La presencia de ministros del gobierno debe ser una obligación en cada 17 de septiembre, así como una visitas institucional del Presidente, una vez por legislatura. Felipe González, José María Aznar y Mariano Rajoy, nunca vinieron a Ceuta y Melilla en sus ejercicios de gobierno. De nada sirve tener contemplaciones con quien nunca las tendrá contigo. Lo único resaltable del presente Día de Melilla, ha sido la excepcional visita de la Ministra portavoz Elma Saiz Delgado, que no debería ser excepcional, sino constante, o al menos habitual. La presencia de la dotación de La Armada en los actos de homenaje y conmemoración, ha sido también muy destacada y vistosa. Vinieron a bordo de su buque de acción marítima, Audaz.

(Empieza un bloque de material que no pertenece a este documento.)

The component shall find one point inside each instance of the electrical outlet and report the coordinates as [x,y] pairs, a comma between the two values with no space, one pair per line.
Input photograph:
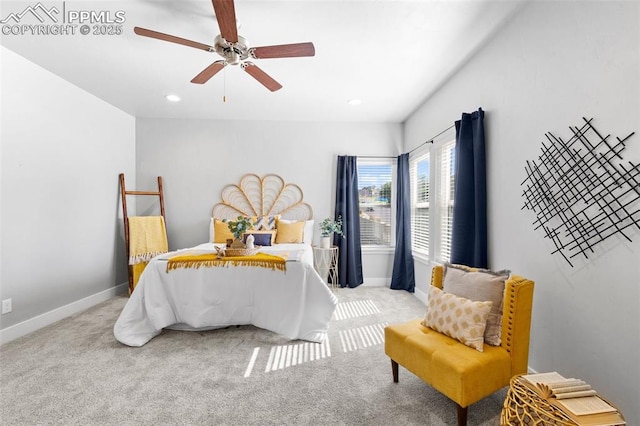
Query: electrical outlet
[6,306]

Esta es una de esas citas a la que no hemos fallado en estos 15 años, y también decimos que no pensamos nunca haber vivido una situación así, pese a que los melillenses nativos, de cualquier condición, llevan advirtiendo de que más tarde que temprano, esto podría ocurrir. Estaremos aquí siempre, en estas dos ciudades, este el el único mensaje que hay que repetir, una y mil veces. Nadie verá nunca otra cosa, salvo que el fin del mundo o «el meteorito», disponga otra cosas. Pero mientras que el Día del Juicio llega, hay que armar de estabilidad física y emocional ambas ciudad.
Si en algún lugar de España sabemos distinguir entre un fenómeno inmigratorio y una invasión, créannos, es en Ceuta y en Melilla.